Keluhan mantan presiden Susilo Bambang Yudhoyono (SBY) terkait netralitas aparat negara dalam Pilkada Jatim menuai banyak cibiran dari berbagai pihak. Banyak pihak yang menilai pernyataan SBY itu berlebihan dan perlunya mawas diri.
Seperti diberitakan sebelumnya, usai memimpin apel Demokrat Jatim di Madiun, Senin (18/6), SBY mengaku khawatir aparat negara seperti Badan Intelijen Negara (BIN), Kepolisian, maupun TNI memihak parpol tertentu dalam Pilkada 27 Juni mendatang.
Melihat pernyataan SBY itu, kita bisa menilai adanya kepanikan yang luar biasa di tubuh Partai Demokrat terkait calonnya di Jatim. Hal itu sebagaimana pokok pikiran pengamat politik Universitas Brawijaya, Fajar Ramadlan.

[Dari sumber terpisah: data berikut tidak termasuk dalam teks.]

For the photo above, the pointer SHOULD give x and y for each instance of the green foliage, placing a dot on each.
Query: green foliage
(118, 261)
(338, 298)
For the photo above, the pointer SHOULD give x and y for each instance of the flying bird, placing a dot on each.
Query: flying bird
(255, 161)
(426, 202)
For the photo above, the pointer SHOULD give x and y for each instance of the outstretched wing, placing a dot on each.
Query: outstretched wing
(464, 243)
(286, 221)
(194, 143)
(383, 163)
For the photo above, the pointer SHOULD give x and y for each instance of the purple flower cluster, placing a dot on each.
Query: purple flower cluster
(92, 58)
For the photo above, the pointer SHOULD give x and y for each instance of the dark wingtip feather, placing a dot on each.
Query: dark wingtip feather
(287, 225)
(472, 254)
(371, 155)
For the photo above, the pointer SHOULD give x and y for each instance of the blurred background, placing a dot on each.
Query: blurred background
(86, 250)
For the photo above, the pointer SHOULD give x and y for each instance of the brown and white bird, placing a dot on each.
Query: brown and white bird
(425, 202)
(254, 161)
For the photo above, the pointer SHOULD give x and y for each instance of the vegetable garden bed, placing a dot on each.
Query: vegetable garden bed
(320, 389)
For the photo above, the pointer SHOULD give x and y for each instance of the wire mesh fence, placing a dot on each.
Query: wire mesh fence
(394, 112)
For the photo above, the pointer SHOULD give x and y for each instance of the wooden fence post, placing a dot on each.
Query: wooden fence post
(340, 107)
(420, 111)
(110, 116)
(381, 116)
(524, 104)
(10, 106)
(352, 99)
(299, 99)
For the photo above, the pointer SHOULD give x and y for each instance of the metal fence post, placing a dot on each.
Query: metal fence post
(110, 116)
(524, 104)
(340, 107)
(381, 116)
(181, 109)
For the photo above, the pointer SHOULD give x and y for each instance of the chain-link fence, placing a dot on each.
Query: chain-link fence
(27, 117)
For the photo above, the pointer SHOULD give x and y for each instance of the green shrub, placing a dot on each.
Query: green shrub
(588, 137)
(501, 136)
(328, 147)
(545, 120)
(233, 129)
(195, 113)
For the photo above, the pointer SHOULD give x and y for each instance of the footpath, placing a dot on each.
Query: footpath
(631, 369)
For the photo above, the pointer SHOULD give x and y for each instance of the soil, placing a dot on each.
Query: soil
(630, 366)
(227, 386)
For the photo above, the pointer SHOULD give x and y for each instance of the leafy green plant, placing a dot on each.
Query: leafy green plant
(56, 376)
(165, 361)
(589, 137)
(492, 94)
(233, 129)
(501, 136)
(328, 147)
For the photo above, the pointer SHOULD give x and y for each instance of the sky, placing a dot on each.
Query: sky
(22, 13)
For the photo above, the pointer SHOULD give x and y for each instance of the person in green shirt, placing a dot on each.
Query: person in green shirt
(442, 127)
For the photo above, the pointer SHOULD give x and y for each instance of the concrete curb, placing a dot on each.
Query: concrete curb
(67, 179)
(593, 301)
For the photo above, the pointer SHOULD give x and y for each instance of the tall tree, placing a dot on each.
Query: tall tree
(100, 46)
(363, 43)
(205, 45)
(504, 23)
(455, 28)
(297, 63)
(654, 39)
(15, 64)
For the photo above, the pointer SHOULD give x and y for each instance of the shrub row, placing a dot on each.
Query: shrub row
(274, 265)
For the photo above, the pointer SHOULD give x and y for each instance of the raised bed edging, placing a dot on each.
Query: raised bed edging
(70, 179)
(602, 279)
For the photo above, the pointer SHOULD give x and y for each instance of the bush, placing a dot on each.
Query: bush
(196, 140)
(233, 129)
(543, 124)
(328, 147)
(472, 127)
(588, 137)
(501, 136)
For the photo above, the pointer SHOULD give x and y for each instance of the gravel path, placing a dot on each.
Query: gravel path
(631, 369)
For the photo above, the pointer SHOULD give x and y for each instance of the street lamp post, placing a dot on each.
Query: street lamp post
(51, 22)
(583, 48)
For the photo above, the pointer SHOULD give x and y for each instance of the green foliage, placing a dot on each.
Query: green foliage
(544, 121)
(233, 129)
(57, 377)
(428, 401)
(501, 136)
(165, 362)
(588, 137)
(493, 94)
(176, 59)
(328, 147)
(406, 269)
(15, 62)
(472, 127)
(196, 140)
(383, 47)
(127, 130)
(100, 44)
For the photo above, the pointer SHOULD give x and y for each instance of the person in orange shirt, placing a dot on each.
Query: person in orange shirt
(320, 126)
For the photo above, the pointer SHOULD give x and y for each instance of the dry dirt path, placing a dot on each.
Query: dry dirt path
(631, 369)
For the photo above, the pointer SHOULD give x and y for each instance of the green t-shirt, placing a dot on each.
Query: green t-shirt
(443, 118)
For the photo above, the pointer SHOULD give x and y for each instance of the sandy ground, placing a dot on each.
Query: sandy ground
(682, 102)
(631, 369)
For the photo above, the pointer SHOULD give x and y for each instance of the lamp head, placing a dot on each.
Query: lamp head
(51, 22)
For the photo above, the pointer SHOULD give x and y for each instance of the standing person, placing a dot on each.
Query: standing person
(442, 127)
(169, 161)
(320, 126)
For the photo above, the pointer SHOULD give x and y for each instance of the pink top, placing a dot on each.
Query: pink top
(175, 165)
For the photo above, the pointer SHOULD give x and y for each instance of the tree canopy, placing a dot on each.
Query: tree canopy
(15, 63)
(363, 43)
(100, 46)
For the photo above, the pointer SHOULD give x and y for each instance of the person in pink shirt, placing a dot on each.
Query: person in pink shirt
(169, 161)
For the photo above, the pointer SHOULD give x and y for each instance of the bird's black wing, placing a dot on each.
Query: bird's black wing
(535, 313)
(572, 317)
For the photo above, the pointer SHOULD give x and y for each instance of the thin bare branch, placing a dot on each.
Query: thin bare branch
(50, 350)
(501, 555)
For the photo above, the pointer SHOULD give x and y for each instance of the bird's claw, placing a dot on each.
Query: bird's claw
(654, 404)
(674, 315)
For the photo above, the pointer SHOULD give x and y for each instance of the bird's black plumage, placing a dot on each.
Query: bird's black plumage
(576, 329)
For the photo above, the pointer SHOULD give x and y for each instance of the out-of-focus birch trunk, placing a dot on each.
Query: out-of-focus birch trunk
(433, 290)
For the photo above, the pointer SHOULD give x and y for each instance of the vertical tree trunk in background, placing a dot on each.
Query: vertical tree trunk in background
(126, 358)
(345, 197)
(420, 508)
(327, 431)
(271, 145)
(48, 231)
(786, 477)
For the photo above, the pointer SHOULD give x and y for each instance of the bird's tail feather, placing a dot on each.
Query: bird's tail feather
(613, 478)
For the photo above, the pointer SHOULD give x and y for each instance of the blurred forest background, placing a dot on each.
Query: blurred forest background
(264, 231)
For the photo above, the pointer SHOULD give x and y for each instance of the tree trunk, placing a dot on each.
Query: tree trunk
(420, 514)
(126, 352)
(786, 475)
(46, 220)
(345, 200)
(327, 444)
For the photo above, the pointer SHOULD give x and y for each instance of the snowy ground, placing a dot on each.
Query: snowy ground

Pernyataan SBY itu menjadi indikasi ada kepanikan bahwa calon yang diusung Demokrat dalam posisi tertinggal. Hal ini sejalan dengan narasi yang dibangun sebelumnya oleh Sekretaris Demokrat Jatim Renville Antonio bahwa kecurangan bisa menggagalkan pemenangan Khofifah Indar Parawansa dan Emil Elestianto, calon yang diusung Demokrat di Pemilihan Gubernur (Pilgub) Jatim.
Indikasinya mudah saja, jika tidak panik, tidak mungkin menyasar dan memberi tudingan ke mana-mana.
Padahal kalau mau jujur sebenarnya potensi penggunaan alat negara itu justru ada di sekitar kelompoknya. Misalnya, Khofifah merupakan mantan menteri sosial, tentunya dia memiliki infrastruktur jaringan Program Keluarga Harapan (PKH) yang cukup besar cakupannya di Jatim.
Itu adalah potensi kekuasaan yang bisa dimanfaatkan untuk pemenangan pasangan Khofifah-Emil. Lantas, mengapa SBY tidak mengkritisi itu?
Belum lagi, Soekarwo sebagai Ketua DPW Partai Demokrat sedang menjabat sebagai Gubernur Jatim. Soekarwo juga sekaligus menjadi motor pemenangan pasangan Khofifah-Emil. Dengan fakta seperti itu, justru pihak SBY yang bisa mengerahkan polisi, TNI dan BIN di Jatim.
Di sisi lain, sebagai presiden selama 10 tahun, SBY seharusnya juga sudah paham bahwa tidak mudah untuk membawa BIN, Polri, dan TNI terlibat dalam politik praktis. Karena semua sudah tersistem dan pengawasan dijalankan oleh banyak pihak.
Di samping itu, Presiden Jokowi pun sudah menegaskan bahwa aparat negara sepenuhnya netral dalam Pilkada. Dan, sejauh ini belum ada bukti satu pun tentang keterlibatan aparat keamanan dalam politik praktis di Pilkada.
Oleh karena itu, bisa jadi pernyataan SBY itu bentuk kepanikan atau delusi akut. Hal itu yang membuatnya takut pada bayangan dirinya sendiri.